If a person decides not to join the JW religion, does it mean he is intelligent?
That's the point I've been making all along, Drearyweather.
One can find an answer, often by simply turning a question on its head. There are stupid people who are atheists--I know.
I dated a guy who was an idiot, and he didn't believe in God. Neither did a single member in his family. All of them college grads. But the son, turns out, not so smart--or honest or good, either. And he made an active decision not to be a JW or to believe in any type of God too.
Choosing to become a JW doesn't not make one instantly stupid, nor does deciding to avoid them guarantee intelligence.

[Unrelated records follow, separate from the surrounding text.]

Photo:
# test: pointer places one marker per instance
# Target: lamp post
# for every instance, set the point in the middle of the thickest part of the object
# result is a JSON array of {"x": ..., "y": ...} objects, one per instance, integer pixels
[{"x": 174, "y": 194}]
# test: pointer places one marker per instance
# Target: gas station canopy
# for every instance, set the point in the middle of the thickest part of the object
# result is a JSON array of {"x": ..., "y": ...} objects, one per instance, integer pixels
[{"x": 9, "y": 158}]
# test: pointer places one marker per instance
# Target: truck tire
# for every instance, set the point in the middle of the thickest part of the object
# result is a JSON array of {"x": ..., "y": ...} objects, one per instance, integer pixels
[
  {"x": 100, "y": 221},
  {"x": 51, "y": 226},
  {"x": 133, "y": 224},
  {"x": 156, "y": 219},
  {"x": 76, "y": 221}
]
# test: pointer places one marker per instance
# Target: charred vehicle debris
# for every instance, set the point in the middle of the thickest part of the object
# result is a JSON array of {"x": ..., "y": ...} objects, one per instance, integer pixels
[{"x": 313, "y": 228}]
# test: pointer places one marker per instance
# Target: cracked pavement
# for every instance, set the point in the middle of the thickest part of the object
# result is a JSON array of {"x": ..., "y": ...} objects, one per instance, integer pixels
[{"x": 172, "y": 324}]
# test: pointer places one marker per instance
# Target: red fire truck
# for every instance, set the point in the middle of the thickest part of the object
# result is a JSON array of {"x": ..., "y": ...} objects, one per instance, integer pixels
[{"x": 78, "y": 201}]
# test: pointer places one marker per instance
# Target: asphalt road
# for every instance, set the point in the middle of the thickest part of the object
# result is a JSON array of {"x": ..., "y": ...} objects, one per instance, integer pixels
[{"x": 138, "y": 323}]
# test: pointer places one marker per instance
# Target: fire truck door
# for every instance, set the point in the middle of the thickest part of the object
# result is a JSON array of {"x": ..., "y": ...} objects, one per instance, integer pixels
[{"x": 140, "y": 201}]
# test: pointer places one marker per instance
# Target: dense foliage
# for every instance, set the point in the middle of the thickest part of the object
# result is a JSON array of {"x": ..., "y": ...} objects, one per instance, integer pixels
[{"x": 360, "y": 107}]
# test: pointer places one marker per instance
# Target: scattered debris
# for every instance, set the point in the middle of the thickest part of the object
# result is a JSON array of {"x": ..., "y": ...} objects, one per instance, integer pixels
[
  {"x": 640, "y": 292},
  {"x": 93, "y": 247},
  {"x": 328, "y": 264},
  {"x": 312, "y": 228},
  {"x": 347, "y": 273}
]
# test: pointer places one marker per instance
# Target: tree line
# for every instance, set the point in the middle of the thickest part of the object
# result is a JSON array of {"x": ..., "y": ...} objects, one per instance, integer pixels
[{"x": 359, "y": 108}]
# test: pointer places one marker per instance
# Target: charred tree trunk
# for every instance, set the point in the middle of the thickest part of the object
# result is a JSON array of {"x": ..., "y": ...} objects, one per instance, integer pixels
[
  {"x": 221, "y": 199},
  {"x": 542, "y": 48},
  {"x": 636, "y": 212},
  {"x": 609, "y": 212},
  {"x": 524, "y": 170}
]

Personal values, which religion is, is emotion. Intelligence plays little part in these type of choices.
Part of the reason some on this site may find this hard to swallow is that the Watchtower taught us that choosing religion was an intellectual choice, and that we were "intelligent" for seeing the "facts" and "choosing the Truth" and "reject false religion." Intelligence played no part. The Governing Body was merely toying with us.
In reality--and this may be hard for some of us to swallow--we were just being emotional about what we believed in. We may have used our smarts to get out (hopefully), but there again, we didn't instantly become college grads upon coming out of a cult.
And we left a cult, too. We might like to think that we left a religion behind, because it's easier to swallow. But we didn't leave a religion or religion in general behind. We left a cult.
Especially if we were raised in the JWs, we don't know what it is like to be in a religion and to have religious beliefs and to adopt or reject them. We know only how to be in a cult and to leave one, and that's very different. We may hate all religion (and that's our right), perhaps mainly because JWs taught us to do that, but we may have never been in a religion, just a cult.